The reason I bring this up, is because if we assume that the acceleration due to gravity is 10 m/s², the amount of energy required to move 1 kg of water a distance of 1 meter vertically is equivalent to 10 joules. I used the following formula:
F = m * a = (1 kg) * (10 m/s²) = 10 newtons.
W = F * d = (10 N) * (1 m) = 10 joules.
Does this mean that using a 10 V battery, I should be able to create a device that is able to move 1 kg of water a distance of 1 meter up in the air? I am trying to better understand the relationship of volts as a difference in Electrical Potential between two points in space and somehow using this potential to move objects with a certain mass a certain distance. Perhaps I am mixing different physics concepts together. Any insight into this would be appreciated. Cheers.
Best Answer
Well yes, energy is energy.
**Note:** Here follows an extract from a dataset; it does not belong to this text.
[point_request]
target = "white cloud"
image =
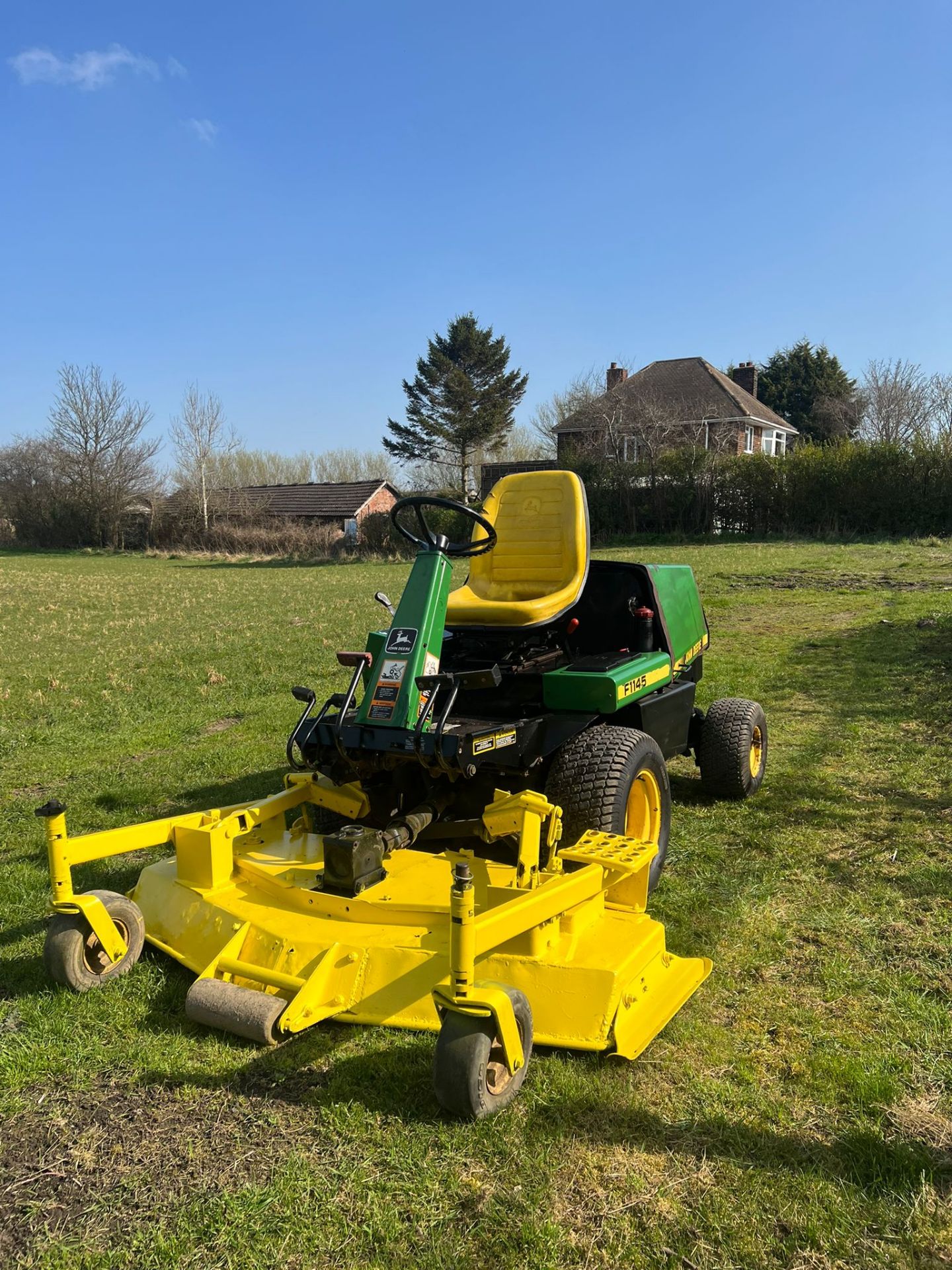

The only problem is converting it from one form of energy to another form of energy.
And you cannot take a random battery with 10 V. It has to have enough charge to be able to do the work.
So in a perfect world, you would build some magic mechanism, which would be able to lift something at 100 % efficiency when you supply it with 10 V. You want to lift 1 kg up 1 m, so you need approximately 10 J.
How much charge would you need? Well 1 C, but that's not a really useful measure you usually get with a battery. Most of the time you get something like amperehours or watthours. 1 Ah is equal to 3600 C (1 A is 1 C per second). So your battery would just need to have 1/3600 Ah. Or 2.8 mWh. This is so little energy - your phone could do this work surely 20000 times before running out of juice.
But your phone is running on 3.6 V - the voltage doesn't really matter (it will in a practical application), if you restate the equation, you will get J = V * C, so if you have less voltage you just need more charge to get the same energy.
Problem is, in reality you will have losses everywhere and you might get something like 80 % efficiency (conversion losses, friction in the mechanic) or something and so you will need more energy to do the work.
Devices like this do exist - they are called elevators.